Set in config: lang = "de" in .snapperrc.toml.
Built-in abbreviations (English, default)¶
Titles and honorifics¶
Mr., Mrs., Ms., Dr., Prof., Sr., Jr., St., Rev., Gen., Gov., Sgt., Cpl., Pvt., Capt., Lt., Col., Maj., Cmdr., Adm.
Academic and scientific¶
Fig., Figs., Eq., Eqs., Ref., Refs., Tab., Sec., Ch., Vol., No., Nos., Ed., Eds., Trans., Dept., Thm., Lem., Prop., Def., Cor., Rem., Ex.
Latin¶
e.g., i.e., et al., cf., etc., viz., ibid., ca., approx., v.s.
Time and dates¶
Jan., Feb., Mar., Apr., Jun., Jul., Aug., Sep., Oct., Nov., Dec., Mon., Tue., Wed., Thu., Fri., Sat., Sun., a.m., p.m.
Common¶
vs., misc., est., govt., dept., univ., inc., corp., ltd., Ave., Blvd., Rd., pp., pg., pt., pts.
Single-letter initials¶
through Z. (for names like J. K. Rowling).
German abbreviations (--lang de)¶
Hr., Fr., Dr., Prof., Abb., Bd., Hrsg., Kap., Nr., S., Verl., Aufl., Jg., Anm., Anh., Beil., Tab., Gl., Abschn., Bsp., Str., Pl., bzw., ca., etc., evtl., ggf., vgl., usw.
Multi-word: z.B., d.h., u.a., o.g., s.o., u.U.
French abbreviations (--lang fr)¶
M., Mme., Mlle., Dr., Prof., Me., fig., eq., chap., vol., p., pp., ed., trad., n., t., av., apr., env., cf., etc.
Multi-word: c.-a-d., p.ex.
Icelandic abbreviations (--lang is)¶
Hr., Fr., Dr., sbr., frk., sk., nr.
Multi-word: m.a., o.fl.
Polish abbreviations (--lang pl)¶
dr., mgr., prof., doc., rys., tab., wyd., red., t., s., nr., poz., zob., por., ul., al., pl., os.
Multi-word: m.in., t.j., j.w., t.zw., b.r.

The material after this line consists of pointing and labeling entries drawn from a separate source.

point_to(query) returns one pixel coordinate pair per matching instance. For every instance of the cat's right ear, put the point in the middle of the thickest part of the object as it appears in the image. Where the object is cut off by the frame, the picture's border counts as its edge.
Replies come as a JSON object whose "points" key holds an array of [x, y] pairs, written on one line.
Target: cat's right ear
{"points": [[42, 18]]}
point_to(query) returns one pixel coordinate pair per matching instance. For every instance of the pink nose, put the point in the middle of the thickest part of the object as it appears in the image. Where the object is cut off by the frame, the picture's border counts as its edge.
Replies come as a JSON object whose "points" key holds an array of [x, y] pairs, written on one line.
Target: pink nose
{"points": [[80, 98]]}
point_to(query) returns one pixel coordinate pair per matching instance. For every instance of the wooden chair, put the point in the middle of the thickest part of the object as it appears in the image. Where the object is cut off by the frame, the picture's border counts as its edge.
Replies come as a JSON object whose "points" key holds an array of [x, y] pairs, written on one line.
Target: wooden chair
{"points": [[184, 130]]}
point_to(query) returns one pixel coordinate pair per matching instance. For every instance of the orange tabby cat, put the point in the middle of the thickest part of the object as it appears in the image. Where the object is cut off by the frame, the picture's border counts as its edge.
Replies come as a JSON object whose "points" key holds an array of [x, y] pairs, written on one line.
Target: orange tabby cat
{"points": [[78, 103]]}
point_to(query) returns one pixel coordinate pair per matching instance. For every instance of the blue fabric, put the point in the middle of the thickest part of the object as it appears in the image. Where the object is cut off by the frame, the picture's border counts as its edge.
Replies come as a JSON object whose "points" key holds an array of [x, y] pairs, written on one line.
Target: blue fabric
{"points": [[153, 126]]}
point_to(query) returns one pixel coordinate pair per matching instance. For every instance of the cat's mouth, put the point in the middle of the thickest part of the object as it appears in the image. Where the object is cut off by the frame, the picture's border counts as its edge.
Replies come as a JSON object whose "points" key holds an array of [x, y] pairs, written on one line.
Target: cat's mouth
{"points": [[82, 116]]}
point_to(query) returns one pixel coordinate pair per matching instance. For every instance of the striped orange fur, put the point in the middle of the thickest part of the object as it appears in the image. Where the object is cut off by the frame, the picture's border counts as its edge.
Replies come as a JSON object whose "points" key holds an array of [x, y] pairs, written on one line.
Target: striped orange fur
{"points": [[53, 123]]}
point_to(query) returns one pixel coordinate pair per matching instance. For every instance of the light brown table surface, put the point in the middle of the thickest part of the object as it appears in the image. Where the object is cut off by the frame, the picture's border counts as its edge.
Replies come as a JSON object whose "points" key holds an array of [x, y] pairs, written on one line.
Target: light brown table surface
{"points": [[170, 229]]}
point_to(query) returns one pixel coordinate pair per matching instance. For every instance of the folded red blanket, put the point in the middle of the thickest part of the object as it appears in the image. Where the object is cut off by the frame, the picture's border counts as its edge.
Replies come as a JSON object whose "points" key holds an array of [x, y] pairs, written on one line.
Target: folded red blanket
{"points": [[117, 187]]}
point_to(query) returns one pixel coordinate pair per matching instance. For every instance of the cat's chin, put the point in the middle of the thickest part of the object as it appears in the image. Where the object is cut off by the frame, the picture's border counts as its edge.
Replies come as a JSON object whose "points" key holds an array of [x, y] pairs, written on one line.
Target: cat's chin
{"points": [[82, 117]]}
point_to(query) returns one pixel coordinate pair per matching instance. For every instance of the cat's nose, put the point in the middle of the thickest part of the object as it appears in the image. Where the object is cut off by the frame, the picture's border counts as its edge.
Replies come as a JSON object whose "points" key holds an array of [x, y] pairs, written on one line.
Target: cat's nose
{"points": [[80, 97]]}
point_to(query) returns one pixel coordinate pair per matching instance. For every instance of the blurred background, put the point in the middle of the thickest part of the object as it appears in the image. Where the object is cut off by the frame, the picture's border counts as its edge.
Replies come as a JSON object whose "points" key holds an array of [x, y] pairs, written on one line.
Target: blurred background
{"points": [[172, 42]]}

Adding project-specific abbreviations¶
Create a .snapperrc.toml in your project root:
extra_abbreviations = ["GROMACS", "LAMMPS", "DFT", "VASP", "Abstr", "Suppl"]
These merge with the built-in list at runtime.
Inline token protection¶
Periods inside inline tokens never trigger sentence breaks, regardless of abbreviation lists:
Org links:
[[https://example.com][Ex. Site]]LaTeX math:
$x = 3.14$LaTeX commands:
\cite{smith.2024}Markdown links:
[Example Inc.](url)Inline code:
~std.io.Read~,
These tokens get replaced with safe placeholders before sentence detection and restored afterward.